Toutes ces typologies ont donc des bases différentes, ce qui illustre bien la difficulté d’élaborer une typologie qui regrouperait différentes perspectives relevant de divers champs disciplinaires. Elles montrent de plus une lacune importante, à savoir le peu de typologies relatives au fonctionnement des ONG elles-mêmes, aucune à notre connaissance ne s’intéressant directement à la façon dont elles gèrent et coordonnent leurs ressources, aussi bien à l’interne qu’avec les autres ONG. À cet effet, Stoddard (2003) émettait la critique suivante, critique qui pourrait être généralisée à l’ensemble des typologies que nous avons passées en revue :

This method [celle de O’Malley et Dijkzeul) does not, however, address another basic split, namely how willing organisations are to link with each other to advance shared values, under rule-based codes and self-policing mechanisms. (p. 27)

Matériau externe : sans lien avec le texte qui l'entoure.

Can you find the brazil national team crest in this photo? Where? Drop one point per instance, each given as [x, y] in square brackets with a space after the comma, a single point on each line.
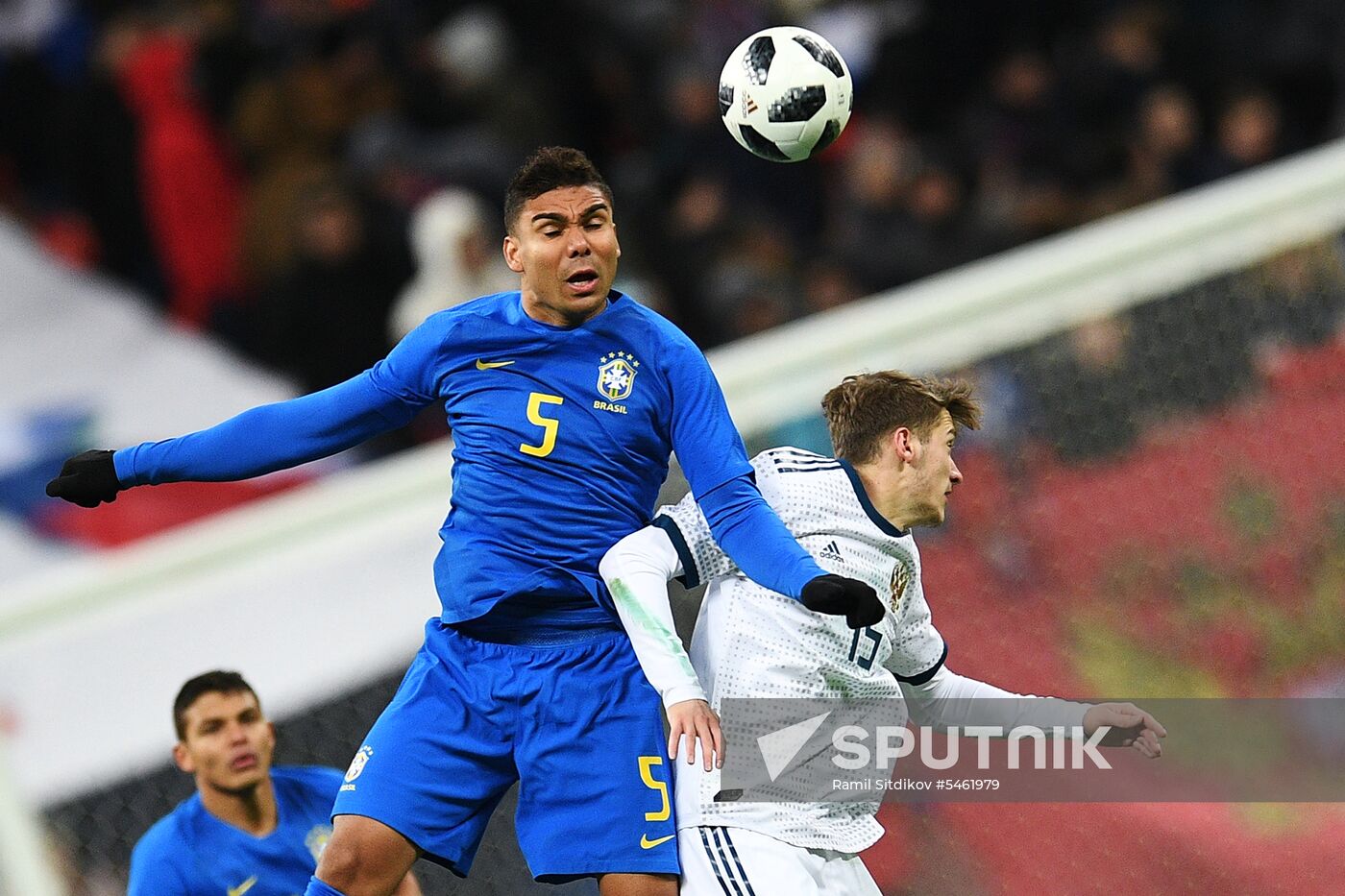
[356, 765]
[616, 375]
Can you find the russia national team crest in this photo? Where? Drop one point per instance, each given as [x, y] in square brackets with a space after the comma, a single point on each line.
[616, 375]
[900, 579]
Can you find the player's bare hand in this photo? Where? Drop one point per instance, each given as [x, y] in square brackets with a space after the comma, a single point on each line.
[1129, 727]
[695, 720]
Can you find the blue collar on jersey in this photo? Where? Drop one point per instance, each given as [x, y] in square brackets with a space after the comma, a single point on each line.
[878, 520]
[612, 298]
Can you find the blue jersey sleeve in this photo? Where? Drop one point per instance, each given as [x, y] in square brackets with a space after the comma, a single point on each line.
[288, 433]
[716, 465]
[154, 866]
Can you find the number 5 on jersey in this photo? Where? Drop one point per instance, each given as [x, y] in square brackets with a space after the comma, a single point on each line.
[549, 424]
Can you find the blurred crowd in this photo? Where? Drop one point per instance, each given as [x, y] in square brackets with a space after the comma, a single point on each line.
[309, 178]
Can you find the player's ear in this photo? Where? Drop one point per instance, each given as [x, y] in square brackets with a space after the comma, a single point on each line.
[182, 758]
[511, 254]
[904, 443]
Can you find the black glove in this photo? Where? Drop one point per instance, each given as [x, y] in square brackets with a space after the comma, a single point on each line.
[838, 596]
[1122, 736]
[87, 479]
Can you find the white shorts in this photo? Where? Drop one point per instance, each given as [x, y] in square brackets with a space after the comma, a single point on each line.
[735, 861]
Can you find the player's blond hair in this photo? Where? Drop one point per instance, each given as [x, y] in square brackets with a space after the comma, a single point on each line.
[865, 408]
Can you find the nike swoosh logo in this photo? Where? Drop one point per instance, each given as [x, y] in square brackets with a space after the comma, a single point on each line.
[649, 844]
[244, 886]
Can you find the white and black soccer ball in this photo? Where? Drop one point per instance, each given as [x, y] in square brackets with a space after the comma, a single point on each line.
[786, 94]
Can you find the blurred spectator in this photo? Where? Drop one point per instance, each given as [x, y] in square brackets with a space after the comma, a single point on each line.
[190, 187]
[1248, 134]
[1085, 390]
[280, 151]
[326, 312]
[1165, 150]
[457, 257]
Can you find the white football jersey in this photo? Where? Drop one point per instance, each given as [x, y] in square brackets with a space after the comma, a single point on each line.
[753, 642]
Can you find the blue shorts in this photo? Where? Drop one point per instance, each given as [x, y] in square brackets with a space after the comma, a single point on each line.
[577, 725]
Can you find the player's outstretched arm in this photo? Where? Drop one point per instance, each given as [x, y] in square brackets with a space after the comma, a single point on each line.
[950, 700]
[1129, 725]
[636, 570]
[255, 443]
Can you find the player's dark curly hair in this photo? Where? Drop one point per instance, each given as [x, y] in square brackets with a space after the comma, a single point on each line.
[215, 681]
[865, 408]
[550, 168]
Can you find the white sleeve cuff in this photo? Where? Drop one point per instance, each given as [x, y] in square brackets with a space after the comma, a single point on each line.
[950, 700]
[636, 570]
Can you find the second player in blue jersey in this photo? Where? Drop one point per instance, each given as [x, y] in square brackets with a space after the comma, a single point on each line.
[565, 400]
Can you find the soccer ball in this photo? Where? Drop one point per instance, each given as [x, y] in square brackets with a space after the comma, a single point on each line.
[786, 94]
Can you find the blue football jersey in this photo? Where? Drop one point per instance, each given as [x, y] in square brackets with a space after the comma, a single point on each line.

Le manque dans les recherches qui nous ont précédée nous ont donc conduite à notre objectif de construire deux typologies, soit une concernant les processus utilisés par les ONG pour la coordination intra organisationnelle de leurs ressources, et une autre relative aux processus utilisés par les ONG pour coordonner leurs ressources entre elles. L’élaboration de ces deux typologies nous permettra de mieux comprendre le fonctionnement des ONG d’urgence, en dépit ou grâce à leur diversité et contribuera de façon intéressante au corpus scientifique relatif aux connaissances des « boîtes noires » que constituent ces organisations si particulières. En plus de cette valeur explicative, il est possible que nos typologies puissent avoir une valeur prédictive, permettant d’anticiper si tel type d’ONG serait plus enclin à coordonner ses ressources qu’un autre.